Нет уж, видно, сразу не расстрелял — теперь рука не поднимется…
— У меня пузо боли-ит, — выл кудрявый. — И ладошка простреленная… Невиноватый я… Сколь я мучиться бу-уду-у… Один стращал под ружьем, другой…
Гудошников опустил маузер и, подковыляв, ударил кудрявого по щеке.
— Ну и паскудник же ты, — вздохнул Никита. — Ну почему ты такой продажный? Почему?! Ты же меня на дыбу поднимал, а теперь милости у меня просишь. Ну что с тобой делать?
Кудрявый горько плакал, спина его, обтянутая подрясником, вздрагивала.
— Ладно, черт с тобой, живи, — бросил Никита. — Где ваша лодка?
— Недалече тута, — всхлипывая, выдавил кудрявый, — с версту будет…
Никита принес винтовки из сарая, одну, разрядив, забросил в реку, другую взял вместо костыля. Подумав, он поднял винтовку вверх и выстрелил. Эхо кувыркнулось в монастырских стенах и заглохло.
— Пошли! — приказал Гудошников. — Это тебе недалече на двух ногах… А двери привали камнем!
Кудрявый опрокинул валун, подперев дверь, и по команде Никиты пошел вперед.
Версту они шли около получаса. Никита опирался на плечо кудрявого, скакал по камням и ругался. Кудрявый предлагал взять на закорки, и однажды Гудошников было согласился, но едва оказался на спине пленника и нога оторвалась от земли, как сразу же возникло ощущение, будто его опять поднимают на дыбу.
Офицер заметил их раньше. Из прибрежных кустов ударил выстрел, и Гудошников, перехватывая винтовку, упал на землю. Рядом лег кудрявый.
— Вон он! Вон! — забормотал он, пряча голову. — На меня глядит…
Никита привстал, разглядывая кусты, но ничего не заметил. Следующий выстрел ударил от воды. Пуля взбила песок возле рук Гудошникова и, срикошетив, запела в воздухе. В это время от берега отчалила лодка, запрыгала на прибойной волне. Никита выстрелил. Расстояние было невелико, но уже опускались сумерки, и попасть в ныряющую лодку было трудно. Лихорадочно дергая затвор, Гудошников расстрелял «магазин» и опустил винтовку. Офицер, широко размахивая веслами, греб от берега и медленно пропадал в серой мгле.

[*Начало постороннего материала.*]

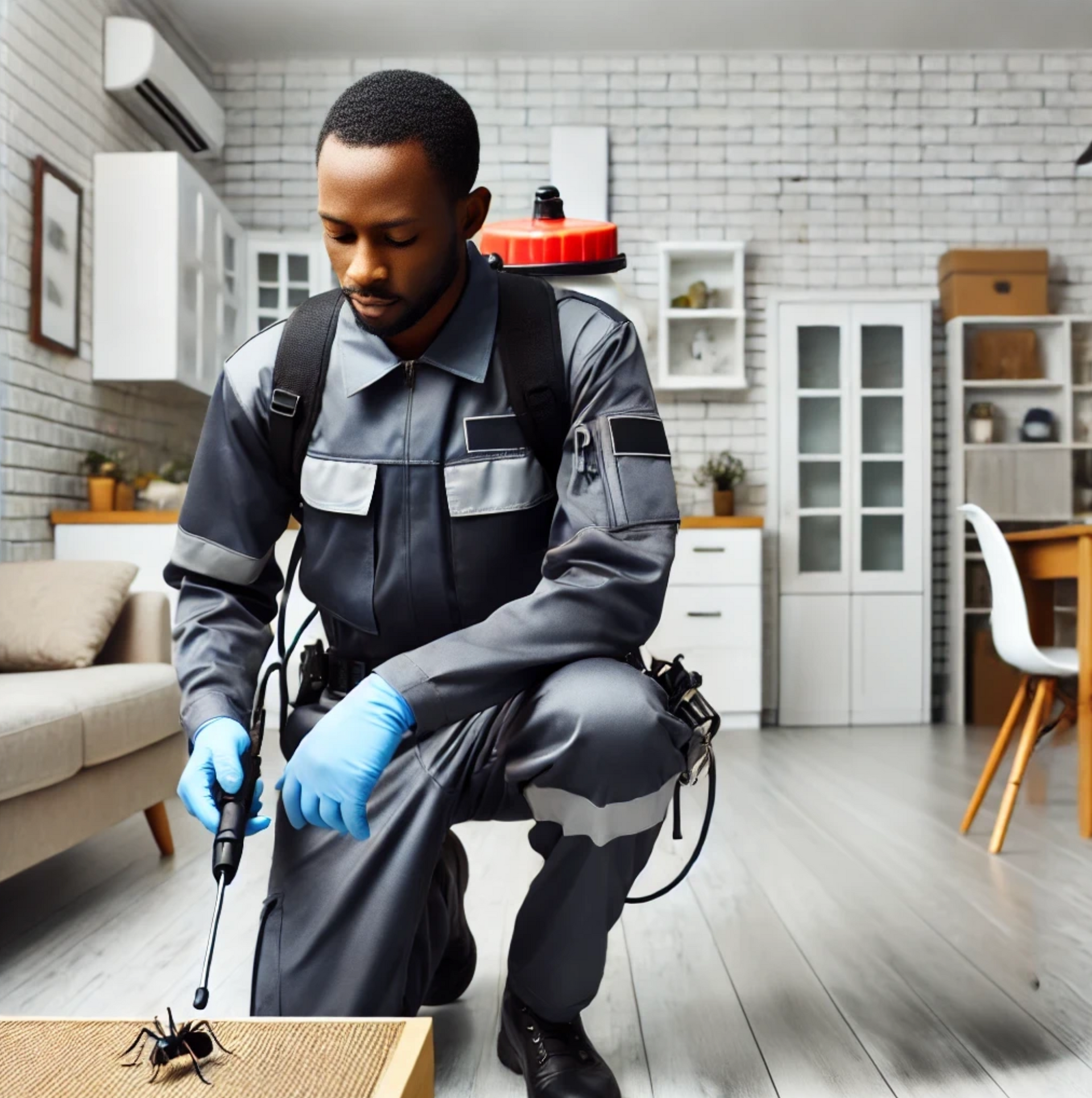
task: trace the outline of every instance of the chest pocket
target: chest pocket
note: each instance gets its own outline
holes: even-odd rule
[[[534,591],[554,515],[554,488],[532,453],[444,467],[455,594],[464,625]]]
[[[372,608],[379,467],[308,455],[300,471],[307,549],[300,590],[335,617],[378,632]]]

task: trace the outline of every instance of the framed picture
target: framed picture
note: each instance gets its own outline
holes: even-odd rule
[[[30,337],[63,355],[79,354],[82,211],[82,188],[35,157]]]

— Тебя зовут-то как? — спросил Никита.
— Илюхой, — сказал кудрявый. — Илья Иваныч Потехин я, спасский.
За спиной послышался легкий шорох. Гудошников резко обернулся.
Опираясь на посох, перед ними стоял белобородый старец в скуфейке и, щурясь, глядел на уплывающую лодку.
Монастырский остров тонул в снегах.
Еще до морозов Гудошников с плененным бандитом Ильей сложили в сарае печь и вот уже два месяца сушили книги. Под потолком и вдоль стен на дощатых стеллажах и полках стояли развернутые тома, на нитках висели бумаги и грамоты. Каждую книгу следовало перелистать по несколько раз, чтобы проветрить слежавшиеся страницы, высушить и только после этого запечатать обратно в бочки. Обследовав библиотеку Северьянова монастыря лишь поверхностно, Гудошников сделал печальный вывод: пятая часть ее уже погибла. Рукописные списки, прожившие по четыре-пять веков, умирали на его глазах, и он был последним человеком, прикасавшимся к этим священным страницам. Книги жрала сырость и ядовитая нежно-зеленая плесень. Книжный жучок буравил страницы, превращая бумагу в пыль и оставляя дыры, похожие на пулевые пробоины. Многие книги из этой пятой части еще сохраняли форму, но уже превратились в куски глины: отделить лист от листа было невозможно.